Dating Disappointments
If you’ve ever attempted to enter the shark-infested waters of online dating, you understand the feeling of disappointment that can somehow arise from an encounter with a complete stranger. This, I believe, is due to the fact that many people online are liars. In some way, they misrepresent who they are.
The most common of these is the married individual, who, for whatever reason, finds they are in a ” loveless” marriage. “We haven’t had sex for years!” these types lament. “But I can’t leave. I’m the beneficiary on a multimillion dollar inheritance and the doctors have only given her six weeks to live.” Okay, so I haven’t gotten that line exactly, but I’ve gotten some version of it. It’s always the same: loveless marriage but I’m hanging in there for the money or kids. I personally suspect neither is true. These people are trolls. These, though, are the obvious disappointments because, if you are even a little bit savvy, you can pick up the clues that indicate the dude’s looking for sex with no commitment.
The tough ones are the ones who appear decent and real. They, in fact, anywhere else but online, may even be decent and real. But in digital world, they connect with you, first in a message on the stupid dating site, then later via email, and eventually through text or phone calls. You sense a liking, at first, an attraction, which grows with each contact until you’re very nearly ready to marry the guy without ever having met him.
Then you meet him.
It would be one thing if he didn’t look anything like his photos. It would be another if he was far too short, too tall, too overweight, too bald if you hate bald.
But you meet him and he is exactly the person he conveyed himself to be digitally. He looks exactly like you thought he would. He sounds, acts, looks, is, the person you grew to be so interested and intrigued with online.
But in an instant, in a microsecond of time, upon meeting, you somehow sense his reaction to your physical self: this meeting isn’t the same for him. He is disappointed. What he could have been expecting you don’t know. You didn’t lie about your age, your pictures were accurate, and you had an accurate and recent full-body shot included. Yet, something, somewhere, between his digital fantasy and your present reality got lost in translation.
He’s a great guy. He’s intelligent, thoughtful, sensitive, decent.
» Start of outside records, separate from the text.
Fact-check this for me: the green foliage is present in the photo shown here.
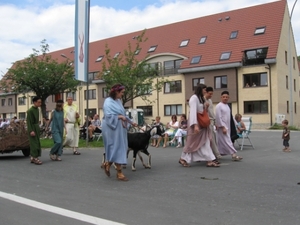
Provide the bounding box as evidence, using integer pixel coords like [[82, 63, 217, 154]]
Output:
[[100, 31, 165, 105], [41, 138, 104, 149], [269, 123, 299, 131], [0, 40, 79, 115]]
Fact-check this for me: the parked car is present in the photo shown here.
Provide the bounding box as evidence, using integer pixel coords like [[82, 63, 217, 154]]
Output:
[[0, 120, 30, 157]]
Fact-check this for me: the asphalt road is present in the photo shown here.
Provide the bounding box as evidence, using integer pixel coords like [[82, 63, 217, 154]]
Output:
[[0, 131, 300, 225]]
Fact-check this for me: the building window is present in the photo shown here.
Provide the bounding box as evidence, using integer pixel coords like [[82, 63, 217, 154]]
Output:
[[19, 112, 26, 120], [66, 92, 76, 101], [164, 59, 183, 75], [191, 56, 201, 64], [88, 72, 99, 83], [220, 52, 231, 60], [164, 80, 181, 93], [193, 77, 204, 90], [215, 76, 227, 89], [179, 39, 190, 47], [18, 97, 26, 105], [7, 98, 12, 106], [229, 30, 238, 39], [102, 88, 109, 98], [244, 73, 268, 87], [244, 100, 268, 114], [96, 55, 104, 62], [84, 89, 96, 100], [284, 51, 287, 65], [199, 36, 207, 44], [254, 27, 266, 35], [136, 106, 153, 116], [164, 105, 182, 116], [52, 93, 64, 102], [148, 45, 157, 52], [145, 62, 161, 76], [243, 48, 268, 66]]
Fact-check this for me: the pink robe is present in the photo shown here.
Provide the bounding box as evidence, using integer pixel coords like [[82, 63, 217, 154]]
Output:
[[181, 95, 216, 163]]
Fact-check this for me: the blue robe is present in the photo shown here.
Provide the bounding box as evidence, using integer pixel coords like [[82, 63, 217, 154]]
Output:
[[102, 97, 129, 164]]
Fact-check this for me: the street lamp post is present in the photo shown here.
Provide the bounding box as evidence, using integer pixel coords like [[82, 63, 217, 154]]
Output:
[[288, 0, 298, 126]]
But you could tell immediately that you were not quite what he was expecting…for whatever reason. But you both forge ahead through the meet up, finding quite a bit to discuss, making nice until an appropriate time when you can part ways without it being too obvious that you can’t wait to get out of there.
You go your way, he goes his. There might be a smattering of polite after-meetup discourse, but soon all you hear is silence. While he might not unfriend you on Facebook, he’s suddenly stopped liking or commenting on your posts. The emails stop cold. The texts disappear. You get the picture pretty quickly, after all, you sensed he was disappointed almost immediately, and you’ve traveled this path before. The feelings weren’t mutual…for whatever reason. For whatever reason, though you were as honest as you could be, he was disappointed about how you looked.
This is the maddening thing about online dating. Men who don’t look any more fantastic than you, what with their short stature, gray hair, beer gut, and wrinkled visage, dare to sit in judgement on you, and by their behavior pronounce you unworthy, or worse, unattractive. They would never say it to your face, but they tell you by disappearing just as quickly as they came.
It makes one want to scream at the top of their voice, “WHO THE FUCKING HELL ARE YOU??! You’re fat, short, wrinkled have gray hair. I’m none of these and you spurn me? What exactly did you expect of someone my age? What the hell? I thought, and you indicated, that you were about something more authentic than the surface view. I guess I was wrong.”
But instead, you say nothing, and all your anger and disappointment dissipate into a tiny, muffled sob that you quickly stuff deep down, as you realize once again you’ve been rejected.
You realize it is part of the game. You realize you shouldn’t take it personally, that this isn’t about you. You don’t care. You don’t like this game.